US Secretary of State John Kerry takes a selfie with a baby elephant while touring the Sheldrick Center Elephant Orphanage at the Nairobi National Park, May 3, 2015, in Nairobi, Kenya. [Photo/Agencies]

SAN FRANCISCO - A new university course is delving into the study of selfies, self-portraits taken on cellphones, to analyze its cultural meaning and self-expression in the modern world.

The course began this semester at the University of Southern California under the more formal title "Writing 150: Writing and Critical Reasoning: Identity and Diversity," though it is better known among students as #SelfieClass.

Associate professor Mark Marino, who teaches the course, defends its importance to understand the phenomenon that boomed with the advent of smartphones.

"My students are learning that we live in a moment where selfies have become a part of the communication process," Marino told Xinhua, "and there are parts of our identity that are being read regardless of how we try to portray ourselves. They can see selfies as part of a larger process of the communication act."

As part of the course, students have to take five self- portraits and analyze the background, their clothes, their gestures and any objects in the image.

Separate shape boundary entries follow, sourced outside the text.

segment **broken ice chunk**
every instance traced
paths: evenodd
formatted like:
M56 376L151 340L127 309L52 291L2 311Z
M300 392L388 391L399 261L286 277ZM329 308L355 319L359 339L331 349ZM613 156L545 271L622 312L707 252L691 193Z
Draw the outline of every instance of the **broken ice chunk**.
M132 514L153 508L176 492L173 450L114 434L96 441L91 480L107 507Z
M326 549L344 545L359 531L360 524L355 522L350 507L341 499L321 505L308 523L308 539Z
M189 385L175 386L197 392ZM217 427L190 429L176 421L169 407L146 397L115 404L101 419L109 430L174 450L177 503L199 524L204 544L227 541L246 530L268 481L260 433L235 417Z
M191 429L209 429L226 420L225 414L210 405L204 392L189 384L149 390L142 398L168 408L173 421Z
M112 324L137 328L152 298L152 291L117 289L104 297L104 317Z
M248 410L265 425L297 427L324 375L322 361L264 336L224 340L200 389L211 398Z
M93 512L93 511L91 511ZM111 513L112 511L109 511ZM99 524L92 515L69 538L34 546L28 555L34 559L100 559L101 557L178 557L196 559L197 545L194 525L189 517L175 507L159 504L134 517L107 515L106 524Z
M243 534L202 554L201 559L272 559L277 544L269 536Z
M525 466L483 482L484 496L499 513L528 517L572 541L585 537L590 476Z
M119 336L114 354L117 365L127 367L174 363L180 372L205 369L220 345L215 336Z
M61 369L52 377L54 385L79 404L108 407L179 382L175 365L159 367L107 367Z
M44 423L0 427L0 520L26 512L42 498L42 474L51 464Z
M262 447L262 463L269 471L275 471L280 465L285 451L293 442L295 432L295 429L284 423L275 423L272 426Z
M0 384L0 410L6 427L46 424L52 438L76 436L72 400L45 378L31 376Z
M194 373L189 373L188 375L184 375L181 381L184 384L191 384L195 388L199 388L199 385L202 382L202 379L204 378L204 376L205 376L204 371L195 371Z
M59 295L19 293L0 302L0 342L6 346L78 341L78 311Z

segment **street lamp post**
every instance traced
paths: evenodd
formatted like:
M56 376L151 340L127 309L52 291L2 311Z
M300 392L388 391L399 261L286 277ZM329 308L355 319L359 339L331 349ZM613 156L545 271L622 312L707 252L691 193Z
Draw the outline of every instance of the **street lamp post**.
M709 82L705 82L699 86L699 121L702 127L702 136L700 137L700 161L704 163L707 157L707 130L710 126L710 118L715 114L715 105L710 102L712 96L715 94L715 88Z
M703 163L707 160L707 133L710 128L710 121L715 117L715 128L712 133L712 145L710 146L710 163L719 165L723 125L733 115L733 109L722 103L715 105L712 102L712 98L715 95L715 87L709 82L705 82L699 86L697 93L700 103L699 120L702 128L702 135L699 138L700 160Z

Throughout the course, they are asked to compare their selfies with other students and well- known celebrities, like Beyonce, the singer who frequently posts selfies on social media.

Marino said he "wanted to look at how we view ourselves and how we make ourselves look like for others when taking selfies, analyzing gender, race, education and socioeconomic background."

The students were asked to help first-generation aspiring university students with their college applications for a few weeks as part of a class project. After this, Marino told them to review the selfies they took at the beginning of the course.

"Students saw themselves in a different light, through a different perspective after ten weeks, especially since they helped with the project," he said. "This comes to show that our own views about ourselves also change over time and influence how we portray ourselves to others."

The course will run through next semester as part of a broader project to study the selfie culture beyond the celebrity world. Throngs of researchers from different universities have been working for over a year to create a common syllabus and have joined hands through Facebook, the birth place of modern selfie.

Dismissing the notion that selfie a narcissistic expression reflecting a self-absorbed society, Marino views it as something that has been present through the ages.

"This process began the first time someone put their hands on the wall of a cave and it continued with the written letters, painted self-portraits and personal diaries. It will continue as long as people need to communicate, it will just evolve into something else."